16 In the context, if the debt is one and indivisible, payment by one will interrupt limitation against all the debtors unless they come within the exception laid down in S.20(2) which has been taken note of earlier. And if the debt is susceptible of division and though seemingly one consists really of several distinct debts each one of which is payable by one of the obligors separately and not by the rest, S.20 keep alive his part of the debt which has got to be discharged by the person who has made payment of interest. It cannot affect separate shares of the other debtors unless on the principal of agency, express or implied, the payment can be said to be a payment on their behalf also. See in this connection Abheswari Dasya v. Baburali Shaikh, AIR 1937 Cal 191. The payment made on account of debt by defendant-respondent No.2 as an independent debtor, and not as an agent, express or implied, on behalf of other co-heirs could hardly, in the facts established, here be said to be a payment on behalf of all so as to extend period of limitation as against all. We are thus of the considered view that the High Court was right in confining the extension of limitation on payment of a part of debt only against defendant-respondent No.2, proportionate to his share of the estate devolved on him which was one fourth. We are further of the view that the High Court was right in holding the suit against other co-heirs to be barred by limitation relating to their shares of the debt.
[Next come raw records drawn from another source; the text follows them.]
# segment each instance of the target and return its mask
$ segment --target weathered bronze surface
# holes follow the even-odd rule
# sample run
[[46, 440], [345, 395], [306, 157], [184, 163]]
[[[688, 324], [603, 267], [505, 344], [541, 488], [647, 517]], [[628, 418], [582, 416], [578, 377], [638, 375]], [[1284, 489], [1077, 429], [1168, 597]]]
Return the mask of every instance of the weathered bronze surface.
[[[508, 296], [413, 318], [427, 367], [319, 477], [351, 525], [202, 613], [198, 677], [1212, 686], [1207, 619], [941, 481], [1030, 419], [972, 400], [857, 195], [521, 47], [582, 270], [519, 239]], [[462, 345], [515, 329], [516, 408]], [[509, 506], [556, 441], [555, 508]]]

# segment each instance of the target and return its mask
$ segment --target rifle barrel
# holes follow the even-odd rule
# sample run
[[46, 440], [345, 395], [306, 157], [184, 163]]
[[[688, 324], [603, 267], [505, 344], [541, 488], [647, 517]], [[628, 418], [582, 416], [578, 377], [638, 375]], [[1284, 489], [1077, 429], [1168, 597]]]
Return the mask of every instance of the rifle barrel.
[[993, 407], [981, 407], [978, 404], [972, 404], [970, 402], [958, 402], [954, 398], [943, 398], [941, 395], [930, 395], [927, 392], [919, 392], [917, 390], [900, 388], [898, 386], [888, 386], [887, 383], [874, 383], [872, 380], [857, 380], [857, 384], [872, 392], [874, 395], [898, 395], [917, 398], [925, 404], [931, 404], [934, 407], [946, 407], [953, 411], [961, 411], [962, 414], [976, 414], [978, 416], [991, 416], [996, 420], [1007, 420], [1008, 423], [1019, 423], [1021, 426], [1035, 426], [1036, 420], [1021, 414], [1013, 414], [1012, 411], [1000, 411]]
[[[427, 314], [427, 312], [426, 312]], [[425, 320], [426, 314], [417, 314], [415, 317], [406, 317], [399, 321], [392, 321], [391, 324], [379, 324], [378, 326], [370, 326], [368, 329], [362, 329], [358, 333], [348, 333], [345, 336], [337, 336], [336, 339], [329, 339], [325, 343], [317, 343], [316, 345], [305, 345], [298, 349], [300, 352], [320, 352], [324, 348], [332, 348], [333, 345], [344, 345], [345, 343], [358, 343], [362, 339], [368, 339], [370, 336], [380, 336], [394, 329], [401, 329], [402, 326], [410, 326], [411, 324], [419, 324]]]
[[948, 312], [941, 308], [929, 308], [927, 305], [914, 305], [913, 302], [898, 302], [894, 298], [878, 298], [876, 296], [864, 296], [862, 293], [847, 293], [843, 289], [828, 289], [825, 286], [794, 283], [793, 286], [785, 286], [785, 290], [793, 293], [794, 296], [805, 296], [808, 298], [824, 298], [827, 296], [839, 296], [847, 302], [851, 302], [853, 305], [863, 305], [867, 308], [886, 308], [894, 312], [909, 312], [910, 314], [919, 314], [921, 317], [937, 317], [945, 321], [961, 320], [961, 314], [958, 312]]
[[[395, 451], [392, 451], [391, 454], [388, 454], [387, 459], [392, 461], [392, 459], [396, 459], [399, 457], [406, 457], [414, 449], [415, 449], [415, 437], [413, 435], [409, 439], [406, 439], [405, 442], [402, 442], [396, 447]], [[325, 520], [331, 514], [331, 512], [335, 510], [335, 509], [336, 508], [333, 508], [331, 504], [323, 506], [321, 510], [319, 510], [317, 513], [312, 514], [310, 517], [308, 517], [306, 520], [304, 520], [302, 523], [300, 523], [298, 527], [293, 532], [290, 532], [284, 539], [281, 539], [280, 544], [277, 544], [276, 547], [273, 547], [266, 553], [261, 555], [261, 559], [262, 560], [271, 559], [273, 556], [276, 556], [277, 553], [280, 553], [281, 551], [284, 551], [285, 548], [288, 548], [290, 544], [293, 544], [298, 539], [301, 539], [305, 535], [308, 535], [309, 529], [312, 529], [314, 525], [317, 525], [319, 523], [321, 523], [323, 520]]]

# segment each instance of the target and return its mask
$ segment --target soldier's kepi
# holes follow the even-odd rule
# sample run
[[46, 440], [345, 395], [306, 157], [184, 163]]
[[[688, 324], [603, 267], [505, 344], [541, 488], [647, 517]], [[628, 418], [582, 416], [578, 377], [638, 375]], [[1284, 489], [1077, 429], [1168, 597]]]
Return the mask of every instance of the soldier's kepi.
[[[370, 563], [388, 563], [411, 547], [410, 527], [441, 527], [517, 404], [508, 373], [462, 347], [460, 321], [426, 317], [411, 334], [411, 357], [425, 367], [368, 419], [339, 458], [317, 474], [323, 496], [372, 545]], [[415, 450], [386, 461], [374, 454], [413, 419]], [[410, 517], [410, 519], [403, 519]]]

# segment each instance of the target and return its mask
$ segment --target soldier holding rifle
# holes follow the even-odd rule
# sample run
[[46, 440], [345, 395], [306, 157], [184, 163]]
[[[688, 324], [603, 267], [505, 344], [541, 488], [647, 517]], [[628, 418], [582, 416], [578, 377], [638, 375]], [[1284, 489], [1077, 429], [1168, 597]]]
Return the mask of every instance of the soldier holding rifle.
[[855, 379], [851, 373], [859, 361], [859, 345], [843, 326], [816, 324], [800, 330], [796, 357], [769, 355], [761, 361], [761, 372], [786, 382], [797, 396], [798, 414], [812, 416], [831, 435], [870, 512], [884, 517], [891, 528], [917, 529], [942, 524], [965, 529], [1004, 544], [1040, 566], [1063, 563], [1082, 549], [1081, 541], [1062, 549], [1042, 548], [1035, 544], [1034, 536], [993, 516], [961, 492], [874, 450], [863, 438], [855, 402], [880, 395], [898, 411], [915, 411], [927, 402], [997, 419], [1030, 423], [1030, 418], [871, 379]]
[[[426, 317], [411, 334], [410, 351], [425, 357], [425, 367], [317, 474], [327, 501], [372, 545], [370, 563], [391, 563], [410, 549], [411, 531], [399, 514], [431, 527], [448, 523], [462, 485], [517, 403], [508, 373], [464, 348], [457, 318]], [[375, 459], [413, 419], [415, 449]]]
17 Lastly it was urged by learned counsel for the appellant that even though the debts of the deceased be taken to be divisible and devolving separately on the heirs in proportion to their shares, the plaintiff still could proceed to recover the entire debt from defendant-respondent No.2 since he was still continuing in possession of the estate and had not parted with it by means of partition to the other co-heirs. This argument cannot sustain for a moment in view of the clear statement of law made by the Allahabad High Court in Jafri Begam’s case (1885) ILR 7 All 822 at pages 841-42 (supra). Such a question has been driven therein to the realm of procedural law and held to be not part of substantive law constituting any rule of inheritance. The property of the co-heirs supposedly in possession of defendant-respondent No.2 cannot be touched directly in his hand unless the co-heirs being parties to the suit are held liable to pay their share of the debt; the debt being recoverable. But here it involves a factual aspect on which there is not enough material on the record or the matter having been examined by the court below. We decline to take up this issue at this stage.
18 For the reasons aforesaid we find no merit in this appeal and dismiss it. We equally find no merit in the belated crossobjection of defendant-respondent No.2, leave of which was sought during the course of the hearing of the appeal. We decline to entertain the request. There shall be no order as to costs.